Je m’explique : La dette grecque est détenue à plus de 70 % par des banques françaises et allemandes. Lorsque la crise est apparue et que la Grèce se disait au bord du gouffre, donc incapable de rembourser ses emprunts, certains politiques ont lancé l’idée d’une restructuration de la dette. Restructurer une dette revient à la rationaliser : exemple, on estime que la Grèce ne pourra rembourser qu’une moitié de la dette donc on supprime l’autre moitié. Imaginez donc la réaction des banquiers quand on a fait planer l’idée d’une restructuration, cela peut leur faire perdre des sommes considérables. Alors, souvent proches du pouvoir politique, ces derniers ont fait pression pour ne pas supprimer la dette. Ils ont alors lancé l’idée très judicieuse (c’est ironique) de créer un plan d’aide. Attention, il ne faut pas croire que l’Union Européenne se la joue « Restaurant du Coeur« , cet argent ne sera pas donné mais bien prêté. Si vous suivez bien le schéma, la logique actuelle serait définissable ainsi : il faut guérir la dette … par la dette.
Derrière ce plan se cache en réalité une bombe à retardement qui explosera inexorablement un jour ou l’autre.
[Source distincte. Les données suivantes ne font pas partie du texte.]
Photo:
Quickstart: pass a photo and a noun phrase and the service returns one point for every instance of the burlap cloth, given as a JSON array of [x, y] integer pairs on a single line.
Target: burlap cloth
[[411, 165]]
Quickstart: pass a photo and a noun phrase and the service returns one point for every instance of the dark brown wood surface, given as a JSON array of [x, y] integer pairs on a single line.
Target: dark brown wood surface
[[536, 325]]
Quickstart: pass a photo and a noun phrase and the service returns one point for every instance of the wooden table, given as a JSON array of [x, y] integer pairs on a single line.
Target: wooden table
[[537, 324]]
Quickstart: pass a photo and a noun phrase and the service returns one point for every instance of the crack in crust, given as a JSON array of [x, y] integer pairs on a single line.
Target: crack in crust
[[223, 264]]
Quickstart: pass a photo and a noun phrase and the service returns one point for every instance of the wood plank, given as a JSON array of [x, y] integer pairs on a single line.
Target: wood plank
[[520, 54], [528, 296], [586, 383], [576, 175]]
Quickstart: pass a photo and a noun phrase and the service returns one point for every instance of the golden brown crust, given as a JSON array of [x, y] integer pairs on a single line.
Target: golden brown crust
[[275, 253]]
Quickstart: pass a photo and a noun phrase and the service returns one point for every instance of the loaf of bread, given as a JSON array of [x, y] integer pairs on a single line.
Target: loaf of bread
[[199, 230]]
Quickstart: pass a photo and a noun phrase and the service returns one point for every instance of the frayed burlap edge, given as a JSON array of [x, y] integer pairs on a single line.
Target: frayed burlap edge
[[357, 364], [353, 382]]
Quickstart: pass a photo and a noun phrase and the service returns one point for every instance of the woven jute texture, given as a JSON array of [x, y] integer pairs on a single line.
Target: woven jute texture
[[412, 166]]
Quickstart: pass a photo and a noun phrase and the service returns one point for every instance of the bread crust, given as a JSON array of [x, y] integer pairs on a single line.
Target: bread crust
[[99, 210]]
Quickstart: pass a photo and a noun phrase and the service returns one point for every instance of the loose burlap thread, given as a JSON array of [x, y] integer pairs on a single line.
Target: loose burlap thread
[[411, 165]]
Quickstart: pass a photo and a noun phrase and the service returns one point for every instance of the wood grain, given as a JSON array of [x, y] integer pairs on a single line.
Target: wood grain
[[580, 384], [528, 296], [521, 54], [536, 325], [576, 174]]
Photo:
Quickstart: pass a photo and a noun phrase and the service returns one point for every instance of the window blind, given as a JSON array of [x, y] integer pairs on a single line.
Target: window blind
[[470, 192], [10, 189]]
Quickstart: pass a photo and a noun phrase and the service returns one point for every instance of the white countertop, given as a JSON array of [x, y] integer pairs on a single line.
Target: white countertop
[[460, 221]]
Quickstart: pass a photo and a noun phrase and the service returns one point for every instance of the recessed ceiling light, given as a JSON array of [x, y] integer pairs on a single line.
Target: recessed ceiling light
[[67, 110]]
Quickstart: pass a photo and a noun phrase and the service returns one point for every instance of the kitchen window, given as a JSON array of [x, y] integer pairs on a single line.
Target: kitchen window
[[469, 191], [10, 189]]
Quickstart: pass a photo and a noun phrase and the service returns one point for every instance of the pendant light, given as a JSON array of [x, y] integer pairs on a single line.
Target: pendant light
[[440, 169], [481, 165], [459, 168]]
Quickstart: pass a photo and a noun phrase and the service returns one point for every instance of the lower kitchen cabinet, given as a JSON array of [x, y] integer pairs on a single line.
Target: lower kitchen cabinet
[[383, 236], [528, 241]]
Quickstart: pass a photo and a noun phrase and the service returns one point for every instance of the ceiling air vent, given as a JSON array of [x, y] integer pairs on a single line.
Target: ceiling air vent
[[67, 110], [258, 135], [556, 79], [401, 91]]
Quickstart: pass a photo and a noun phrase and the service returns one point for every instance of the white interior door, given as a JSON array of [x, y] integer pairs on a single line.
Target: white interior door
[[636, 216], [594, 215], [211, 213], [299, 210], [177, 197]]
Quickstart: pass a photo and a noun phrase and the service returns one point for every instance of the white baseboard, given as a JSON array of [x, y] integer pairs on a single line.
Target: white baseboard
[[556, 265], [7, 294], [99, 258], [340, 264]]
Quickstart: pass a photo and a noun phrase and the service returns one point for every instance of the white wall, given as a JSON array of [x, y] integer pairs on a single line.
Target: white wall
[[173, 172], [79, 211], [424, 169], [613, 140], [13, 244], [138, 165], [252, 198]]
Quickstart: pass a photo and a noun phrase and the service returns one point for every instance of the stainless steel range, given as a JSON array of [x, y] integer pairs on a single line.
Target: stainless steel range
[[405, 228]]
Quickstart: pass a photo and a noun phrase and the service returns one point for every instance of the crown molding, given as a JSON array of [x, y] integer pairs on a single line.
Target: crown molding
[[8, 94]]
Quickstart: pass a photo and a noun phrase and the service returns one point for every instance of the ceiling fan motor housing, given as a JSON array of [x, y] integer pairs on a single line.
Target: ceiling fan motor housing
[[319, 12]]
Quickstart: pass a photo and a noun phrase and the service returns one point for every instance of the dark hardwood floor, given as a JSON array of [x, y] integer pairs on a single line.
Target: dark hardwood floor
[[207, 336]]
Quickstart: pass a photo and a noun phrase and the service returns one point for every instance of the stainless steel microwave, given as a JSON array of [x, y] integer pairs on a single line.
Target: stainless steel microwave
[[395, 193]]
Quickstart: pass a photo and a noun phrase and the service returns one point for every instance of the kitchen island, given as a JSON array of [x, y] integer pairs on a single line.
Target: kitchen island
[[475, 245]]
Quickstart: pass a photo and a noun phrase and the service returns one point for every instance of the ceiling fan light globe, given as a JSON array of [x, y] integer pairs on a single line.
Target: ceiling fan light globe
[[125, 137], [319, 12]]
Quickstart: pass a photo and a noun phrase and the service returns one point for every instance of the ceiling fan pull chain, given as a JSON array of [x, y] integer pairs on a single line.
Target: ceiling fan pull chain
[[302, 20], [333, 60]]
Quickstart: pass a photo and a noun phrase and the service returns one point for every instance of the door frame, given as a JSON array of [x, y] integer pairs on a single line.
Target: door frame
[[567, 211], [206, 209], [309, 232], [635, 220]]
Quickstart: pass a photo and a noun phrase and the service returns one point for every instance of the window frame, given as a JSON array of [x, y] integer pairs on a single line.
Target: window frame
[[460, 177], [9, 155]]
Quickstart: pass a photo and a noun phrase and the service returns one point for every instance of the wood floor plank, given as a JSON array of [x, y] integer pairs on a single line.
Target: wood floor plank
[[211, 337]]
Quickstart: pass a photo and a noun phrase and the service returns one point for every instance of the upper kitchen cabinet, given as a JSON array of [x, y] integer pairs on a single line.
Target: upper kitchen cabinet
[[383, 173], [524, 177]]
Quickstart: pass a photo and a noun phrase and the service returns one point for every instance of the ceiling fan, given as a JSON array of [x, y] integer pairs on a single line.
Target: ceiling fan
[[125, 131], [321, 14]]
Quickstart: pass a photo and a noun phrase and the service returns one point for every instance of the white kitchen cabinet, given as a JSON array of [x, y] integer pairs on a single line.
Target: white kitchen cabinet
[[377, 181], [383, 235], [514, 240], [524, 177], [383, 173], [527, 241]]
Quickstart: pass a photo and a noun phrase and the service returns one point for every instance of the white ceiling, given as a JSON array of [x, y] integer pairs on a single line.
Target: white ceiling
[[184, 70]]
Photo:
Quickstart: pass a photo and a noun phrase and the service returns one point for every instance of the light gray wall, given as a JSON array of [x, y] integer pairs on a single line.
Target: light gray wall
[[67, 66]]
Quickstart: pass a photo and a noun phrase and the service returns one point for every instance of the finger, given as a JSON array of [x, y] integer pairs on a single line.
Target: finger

Parlons maintenant du Japon.
Je voulais parler de ce pays car il fonctionne très différemment des pays occidentaux. Le Japon est le pays le plus endetté de l’OCDE et certainemement un des pays les plus endetté au monde : plus de 200 % de son PIB (seul le Zimbabwe fait pire). Paradoxalement, ce pays est absent de la chronique des dettes souveraines. On peut alors se demander pourquoi ce pays, un des plus riches au monde, est à ce point ignoré par les investisseurs internationaux. Tout simplement parce que les banques internationales ne peuvent pas souscrire à la dette japonaise. Cette dernière est en effet détenu à 95 % par les japonais eux-mêmes. Ceci s’explique par le fait que les japonais ont un taux d’épargne raisonnable, ils peuvent donc prêter de l’argent à leur Etat. Ainsi, le Japon possède sa propre dette, et même dans des cas extrêmes, il ne peut se voir imposer aucune politique absurde visant à réduire les dépenses publiques afin de satisfaire le porte monnaie de quelques banquiers.